CS6220 Unsupervised Data Mining
HW2B Clustering: DBSCAN, Hierarchical Clustering
Make sure you check the syllabus for the due date. Please
use the notations adopted in class, even if the problem is stated
in the book using a different notation.
Submit all files Gradescope
DATATSET : 20 NewsGroups : news articles
DATATSET : MNIST : digit images
https://en.wikipedia.org/wiki/MNIST_database
http://yann.lecun.com/exdb/mnist/
DATATSET : FASHION : 28x28 B/W images
DATATSET : UCI/Household
PROBLEM 5: DBSCAN on toy-neighborhood data
You are to cluster, and visualize, a small dataset using DBSCAN epsilon = 7.5, MinPts = 3). You have been provided a file, dbscan.csv, that has the following columns for each point in the dataset:
- cluster originally empty, provided for your convenience pt a unique id for each data point
- x point x-coordinate
- y point y-coordinate
- num neighbors number of neighbors, according to the coordinates above neighbors the id’s of all neighbors within
As you can see, a tedious O(n^2) portion of the work has been done for you. Your job is to execute, point-by-point, the DBSCAN algorithm, logging your work.

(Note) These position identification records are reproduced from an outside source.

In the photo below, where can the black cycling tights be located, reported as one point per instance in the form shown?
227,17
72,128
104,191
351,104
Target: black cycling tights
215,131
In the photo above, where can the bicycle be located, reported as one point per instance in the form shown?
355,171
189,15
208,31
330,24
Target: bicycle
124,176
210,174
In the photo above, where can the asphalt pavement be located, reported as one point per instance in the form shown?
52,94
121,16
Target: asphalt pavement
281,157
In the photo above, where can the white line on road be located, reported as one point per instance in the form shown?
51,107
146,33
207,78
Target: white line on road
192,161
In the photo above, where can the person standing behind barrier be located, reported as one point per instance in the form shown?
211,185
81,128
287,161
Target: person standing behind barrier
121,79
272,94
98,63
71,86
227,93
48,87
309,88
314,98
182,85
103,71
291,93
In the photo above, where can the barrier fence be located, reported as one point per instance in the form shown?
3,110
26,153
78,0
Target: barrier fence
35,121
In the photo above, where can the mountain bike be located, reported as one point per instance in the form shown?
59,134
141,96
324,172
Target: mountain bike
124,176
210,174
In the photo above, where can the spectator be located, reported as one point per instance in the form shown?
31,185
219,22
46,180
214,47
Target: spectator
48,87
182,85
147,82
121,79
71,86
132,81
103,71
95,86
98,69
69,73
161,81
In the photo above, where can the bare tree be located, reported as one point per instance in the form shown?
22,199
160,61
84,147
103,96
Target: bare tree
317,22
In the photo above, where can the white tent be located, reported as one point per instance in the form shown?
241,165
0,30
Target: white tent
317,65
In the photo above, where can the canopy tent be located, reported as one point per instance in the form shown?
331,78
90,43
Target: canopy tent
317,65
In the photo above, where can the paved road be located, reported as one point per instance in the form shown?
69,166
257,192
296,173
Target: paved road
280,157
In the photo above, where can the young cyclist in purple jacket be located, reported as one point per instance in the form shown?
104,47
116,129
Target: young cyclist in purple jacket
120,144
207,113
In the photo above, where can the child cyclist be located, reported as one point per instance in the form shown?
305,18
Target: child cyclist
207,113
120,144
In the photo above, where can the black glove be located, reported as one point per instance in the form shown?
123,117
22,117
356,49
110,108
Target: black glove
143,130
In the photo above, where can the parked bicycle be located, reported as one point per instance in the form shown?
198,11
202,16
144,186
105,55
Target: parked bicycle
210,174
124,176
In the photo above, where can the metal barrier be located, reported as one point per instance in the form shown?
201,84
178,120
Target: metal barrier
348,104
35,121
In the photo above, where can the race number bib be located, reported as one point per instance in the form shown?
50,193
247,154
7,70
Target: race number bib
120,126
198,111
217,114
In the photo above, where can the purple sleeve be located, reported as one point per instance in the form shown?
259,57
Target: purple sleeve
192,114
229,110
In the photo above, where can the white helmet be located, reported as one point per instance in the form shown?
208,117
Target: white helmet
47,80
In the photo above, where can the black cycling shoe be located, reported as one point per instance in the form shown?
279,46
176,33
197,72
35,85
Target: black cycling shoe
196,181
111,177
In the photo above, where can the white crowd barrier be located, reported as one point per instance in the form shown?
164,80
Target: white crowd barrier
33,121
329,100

PROBLEM 6: DBSCAN on toy raw data
Three toy 2D datasets are provided (or they can be obtained easily with scikit learn) circles; blobs, and moons. Run your own implementation of DBSCAN on these, in two phases.
PROBLEM 7: DBSCAN on real data
Run the DBSCAN algorithm on the 20NG dataset, and on the FASHION dataset, and the HouseHold dataset (see papers), and evaluate results. You need to implement both phases (1) neighborhoods creation, (2) DBSCAN.
Explain why/when it works, and speculate why/when not. You need to trial and error for parameters epsilon and MinPts
DBSCAN Revisited, Revisited: Why and How You Should (Still) Use DBSCAN
DBSCAN Revisited:Mis-Claim, Un-Fixability, and Approximation
EXTRA CREDIT: Using class labels (cheating), try to remove/add points in curate the set for better DBSCAN runs
PROBLEM 8: Hierarchical Clustering
Implement hierarchical clustering. Start the bottom of the hierarchy with all point (or at least 5000 sampled) and build the hierarchy by repeatedly "joining the closest" clusters with avg_dist or single_dist criteria up to one big cluster (full hierarchy). Then decide how to cut it for K=2 or K=5 or K=10 clusters and evaluate. Run on moons dataset.
Optional: Run your hierarchical clustering on 20NG, sample 3000 documents.